Kerry has already been laying the ground for today’s environmental announcements since taking up his role. Ellen Knickmeyer writes for the Associated Press that he has been trying to make clear that the US isn’t just revving up its own efforts to reduce oil, gas and coal pollution but that it intends to push everyone in the world to do more, too.




Joe Biden introducing John Kerry as his special envoy for the climate crisis back in November.

Joe Biden introducing John Kerry as his special envoy for the climate crisis back in November. Photograph: Joshua Roberts/Reuters

Kerry’s diplomatic efforts match the fast pace of domestic climate directives by the week-old Biden administration, which created the job Kerry now holds.

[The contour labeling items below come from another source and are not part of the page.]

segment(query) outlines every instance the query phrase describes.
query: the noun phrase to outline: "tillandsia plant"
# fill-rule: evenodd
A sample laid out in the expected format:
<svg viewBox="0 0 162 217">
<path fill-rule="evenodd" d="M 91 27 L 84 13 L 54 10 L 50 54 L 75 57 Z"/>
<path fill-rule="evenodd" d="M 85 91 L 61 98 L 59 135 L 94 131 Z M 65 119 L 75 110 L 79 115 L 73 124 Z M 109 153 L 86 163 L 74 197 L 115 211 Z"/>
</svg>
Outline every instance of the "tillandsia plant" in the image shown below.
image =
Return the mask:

At 77, Kerry is working to make a success out of the global climate accord that he helped negotiate in Paris as president Barack Obama’s secretary of state and that he then saw rejected by president Donald Trump

Success for Kerry is hardly assured. At home, he faces pushback from the oil and gas industry and loud Republican concerns that jobs will be lost.

Tim Murtaugh
(@TimMurtaugh)

In the end, Biden will have killed thousands of jobs with just this one action.

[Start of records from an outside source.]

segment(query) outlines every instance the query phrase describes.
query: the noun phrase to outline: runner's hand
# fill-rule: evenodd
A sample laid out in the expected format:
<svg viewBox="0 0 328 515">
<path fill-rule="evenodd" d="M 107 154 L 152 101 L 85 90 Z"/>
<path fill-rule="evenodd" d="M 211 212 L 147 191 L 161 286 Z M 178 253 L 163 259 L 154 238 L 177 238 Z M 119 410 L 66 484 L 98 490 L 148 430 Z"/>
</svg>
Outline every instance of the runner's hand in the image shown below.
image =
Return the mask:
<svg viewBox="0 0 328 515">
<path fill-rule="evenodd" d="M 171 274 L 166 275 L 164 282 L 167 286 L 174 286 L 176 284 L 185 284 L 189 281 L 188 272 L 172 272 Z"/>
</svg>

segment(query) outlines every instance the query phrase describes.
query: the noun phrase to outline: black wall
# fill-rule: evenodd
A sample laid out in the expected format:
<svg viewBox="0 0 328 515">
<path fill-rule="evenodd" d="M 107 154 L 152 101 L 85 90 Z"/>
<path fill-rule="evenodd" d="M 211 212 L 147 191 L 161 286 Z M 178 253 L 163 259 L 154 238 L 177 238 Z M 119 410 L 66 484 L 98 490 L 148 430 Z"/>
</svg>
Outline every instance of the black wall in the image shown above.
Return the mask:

If only someone had warned that Biden would be an enemy of the energy industry and kill jobs at the behest of the radical, environmental left. https://t.co/S1C9EbNdwL


January 26, 2021

Internationally, there’s uncertainty about whether Biden’s climate commitments can survive the United States’ intensely divided politics, let alone the next presidential transition. Meanwhile, environmentalists are pushing Kerry to be more aggressive – demonstrating outside his house on his first full day on the job.

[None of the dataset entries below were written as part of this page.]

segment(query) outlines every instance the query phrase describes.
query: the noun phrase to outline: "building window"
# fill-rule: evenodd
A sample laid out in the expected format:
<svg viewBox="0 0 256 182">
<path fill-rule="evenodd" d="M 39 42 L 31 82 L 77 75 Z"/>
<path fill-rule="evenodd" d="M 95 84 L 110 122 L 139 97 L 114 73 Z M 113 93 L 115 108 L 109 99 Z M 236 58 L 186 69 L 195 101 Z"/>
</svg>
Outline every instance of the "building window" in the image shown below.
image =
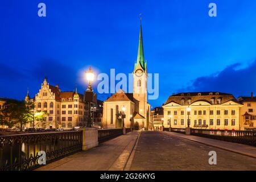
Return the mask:
<svg viewBox="0 0 256 182">
<path fill-rule="evenodd" d="M 213 125 L 213 119 L 210 119 L 210 126 Z"/>
<path fill-rule="evenodd" d="M 236 119 L 232 119 L 232 122 L 231 122 L 231 125 L 232 126 L 236 125 Z"/>
<path fill-rule="evenodd" d="M 198 120 L 198 124 L 199 125 L 202 125 L 202 119 L 199 119 Z"/>
<path fill-rule="evenodd" d="M 111 108 L 110 110 L 110 123 L 111 124 L 113 124 L 113 109 Z"/>
<path fill-rule="evenodd" d="M 177 125 L 177 119 L 174 119 L 174 125 Z"/>
<path fill-rule="evenodd" d="M 206 125 L 206 120 L 204 120 L 204 125 Z"/>
<path fill-rule="evenodd" d="M 184 125 L 184 119 L 181 119 L 181 120 L 180 121 L 180 125 Z"/>
<path fill-rule="evenodd" d="M 137 81 L 137 86 L 141 87 L 141 80 L 139 80 Z"/>
<path fill-rule="evenodd" d="M 232 115 L 236 115 L 236 110 L 232 110 L 231 111 L 231 114 Z"/>
<path fill-rule="evenodd" d="M 225 126 L 229 125 L 229 119 L 225 119 L 225 120 L 224 120 L 224 125 Z"/>
<path fill-rule="evenodd" d="M 220 126 L 220 119 L 217 119 L 216 125 L 217 125 L 217 126 Z"/>
</svg>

Already Kerry has spoken virtually with US mayors, foreign presidents and premiers, government ministers and others. His message is: put your big one-off Covid economic recovery funding into projects that boost cleaner energy. Get green projects going fast in Republican-leaning U.S. states to prove renewable energy can mean jobs and build needed political support. Get everyone to talk to China about things like stopping the building of dirty-burning coal-fired power plants.

If China and the US, as the world’s No. 1 and 2 top carbon emitters, don’t spell out exactly how they will curb climate-damaging emissions more quickly, “we’re all going to lose credibility,” Kerry told an online gathering of American mayors last weekend.

The US has to have the “credibility to go to the table, show people what we’re doing and push them to do more,” Kerry said then. “So everybody can can understand it’s not fake, it’s not a phony, empty promise it really is getting real. They’re not going to believe it when we just say it. We have to do it.”